GP-TEMPEST is a PyTorch implementation of the Gaussian Process Variational Autoencoder (GP-VAE) framework for time-aware dimensionality reduction of molecular dynamics (MD) simulations. The method leverages physics-informed Gaussian Process priors to capture temporal correlations in the latent space, enabling the recovery of hidden or kinetically relevant degrees of freedom in complex biomolecular systems.

## Features

- **Physics-informed dimensionality reduction** using Gaussian Processes as temporal priors
- **Flexible kernel selection** with support for the Matérn kernel (ν = 0.5, 1.5, 2.5)
- **Sparse GP inference** with inducing points for scalability to large molecular trajectories
- **Compatible with large MD datasets** and batch-wise training

## Installation

**1. Clone the repository:**
```bash
git clone https://github.com/moldyn/GP-TEMPEST.git
cd GP-TEMPEST
```

**2. Install dependencies:**
```bash
pip install torch --index-url https://download.pytorch.org/whl/cpu  # or cu118 for CUDA
pip install -r requirements.txt
```

## Usage

### Command-line interface

**Fully-connected variant:**
```bash
# Generate a default config file
python tempest_main.py --generate_config

# Run with your config
python tempest_main.py --config my_config.yaml
```

### Python API

```python
import numpy as np
import torch
from gptempest import TEMPEST, MaternKernel, load_prepare_data

# Set up kernel and model
kernel = MaternKernel(scale=10.0, nu=1.5, dtype=torch.float64)
inducing_points = np.linspace(0, 1, 50)

model = TEMPEST(
    cuda=False,
    kernel=kernel,
    dim_input=dim_input,
    dim_latent=2,
    layers_hidden_encoder=[128, 64],
    layers_hidden_decoder=[64, 128],
    inducing_points=inducing_points,
    beta=1.0,
    N_data=N_data,
    dtype=torch.float64,
)

# Train
model.train_model(dataset, train_size=1.0, learning_rate=1e-3,
                  weight_decay=1e-5, batch_size=512, n_epochs=100)

# Extract latent space
embedding = model.extract_latent_space(dataset, batch_size=512)
```

### Configuration file

GP-TEMPEST is configured via YAML files.
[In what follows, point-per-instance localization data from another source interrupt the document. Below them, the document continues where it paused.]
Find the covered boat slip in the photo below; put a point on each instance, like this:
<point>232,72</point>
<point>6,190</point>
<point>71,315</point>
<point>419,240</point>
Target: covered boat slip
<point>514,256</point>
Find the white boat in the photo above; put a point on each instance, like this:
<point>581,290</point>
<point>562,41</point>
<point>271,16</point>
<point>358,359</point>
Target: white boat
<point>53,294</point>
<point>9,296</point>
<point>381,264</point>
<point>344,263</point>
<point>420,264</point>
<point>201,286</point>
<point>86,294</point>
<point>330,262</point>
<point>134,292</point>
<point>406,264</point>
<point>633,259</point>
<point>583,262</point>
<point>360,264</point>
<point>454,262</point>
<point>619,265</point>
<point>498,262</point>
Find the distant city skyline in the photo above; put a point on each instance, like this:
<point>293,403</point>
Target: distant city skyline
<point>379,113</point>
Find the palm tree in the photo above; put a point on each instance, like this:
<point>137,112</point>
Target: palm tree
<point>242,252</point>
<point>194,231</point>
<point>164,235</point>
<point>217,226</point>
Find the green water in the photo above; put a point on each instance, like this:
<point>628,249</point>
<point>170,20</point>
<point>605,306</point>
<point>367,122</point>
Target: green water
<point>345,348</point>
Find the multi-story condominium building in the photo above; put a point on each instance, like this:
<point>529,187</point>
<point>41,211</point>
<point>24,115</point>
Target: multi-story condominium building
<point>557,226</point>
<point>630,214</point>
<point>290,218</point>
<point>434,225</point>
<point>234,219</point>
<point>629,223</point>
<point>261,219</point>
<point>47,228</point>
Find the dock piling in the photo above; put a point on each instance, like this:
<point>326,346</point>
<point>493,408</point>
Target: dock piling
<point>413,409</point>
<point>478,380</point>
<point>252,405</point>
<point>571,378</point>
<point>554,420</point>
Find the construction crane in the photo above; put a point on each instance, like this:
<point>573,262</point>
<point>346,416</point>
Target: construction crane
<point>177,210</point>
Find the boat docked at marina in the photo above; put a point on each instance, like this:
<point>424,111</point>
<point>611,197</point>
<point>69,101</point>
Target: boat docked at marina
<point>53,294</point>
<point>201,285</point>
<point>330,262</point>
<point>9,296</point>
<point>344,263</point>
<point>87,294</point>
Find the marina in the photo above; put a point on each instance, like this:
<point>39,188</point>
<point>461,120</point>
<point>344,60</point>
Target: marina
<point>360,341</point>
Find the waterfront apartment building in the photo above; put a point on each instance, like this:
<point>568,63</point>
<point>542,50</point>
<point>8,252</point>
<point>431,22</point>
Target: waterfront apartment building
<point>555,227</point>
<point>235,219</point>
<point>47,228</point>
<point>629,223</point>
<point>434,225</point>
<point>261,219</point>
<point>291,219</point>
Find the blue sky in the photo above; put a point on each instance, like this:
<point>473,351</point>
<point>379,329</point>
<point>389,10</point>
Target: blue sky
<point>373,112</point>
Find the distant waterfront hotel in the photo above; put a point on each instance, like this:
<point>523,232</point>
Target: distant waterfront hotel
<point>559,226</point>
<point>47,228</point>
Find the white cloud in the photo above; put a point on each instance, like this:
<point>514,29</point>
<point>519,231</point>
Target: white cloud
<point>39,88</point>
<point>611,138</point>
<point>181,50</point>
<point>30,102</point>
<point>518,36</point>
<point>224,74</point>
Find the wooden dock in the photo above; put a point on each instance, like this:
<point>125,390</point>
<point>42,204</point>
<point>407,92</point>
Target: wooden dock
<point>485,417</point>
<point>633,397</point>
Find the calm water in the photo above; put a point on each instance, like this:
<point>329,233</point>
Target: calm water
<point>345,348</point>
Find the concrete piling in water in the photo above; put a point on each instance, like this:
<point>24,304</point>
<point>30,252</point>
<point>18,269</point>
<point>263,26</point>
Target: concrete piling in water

Generate a template with `--generate_config` and adjust the following key parameters.
The discussion of these parameters can be found in the paper.

| Parameter | Description |
|-----------|-------------|
| `dim_latent` | Dimensionality of the latent space (typically 2) |
| `layers_hidden` | Hidden layer sizes for encoder/decoder |
| `kernel_nu` | Matérn kernel smoothness (0.5, 1.5, or 2.5) |
| `kernel_scale` | Time-scale of the GP prior |
| `beta` | Weight of the GP regularization term |
| `inducing_points` | Path to inducing point time coordinates |

## Citation

If you use GP-TEMPEST in your research, please cite:

```bibtex
@article{diez2025gptempest,
  title   = {Recovering Hidden Degrees of Freedom Using Gaussian Processes},
  author  = {Diez, Georg and Dethloff, Nele and Stock, Gerhard},
  journal = {J. Chem. Phys.},
  volume  = {163},
  pages   = {124105},
  year    = {2025},
  doi     = {10.1063/5.0282147}
}
```

> G. Diez, N. Dethloff, G. Stock,
> "Recovering Hidden Degrees of Freedom Using Gaussian Processes,"
> *J. Chem. Phys.* **163**, 124105 (2025), https://doi.org/10.1063/5.0282147

## License

This project is licensed under the MIT License — see the [LICENSE](LICENSE) file for details.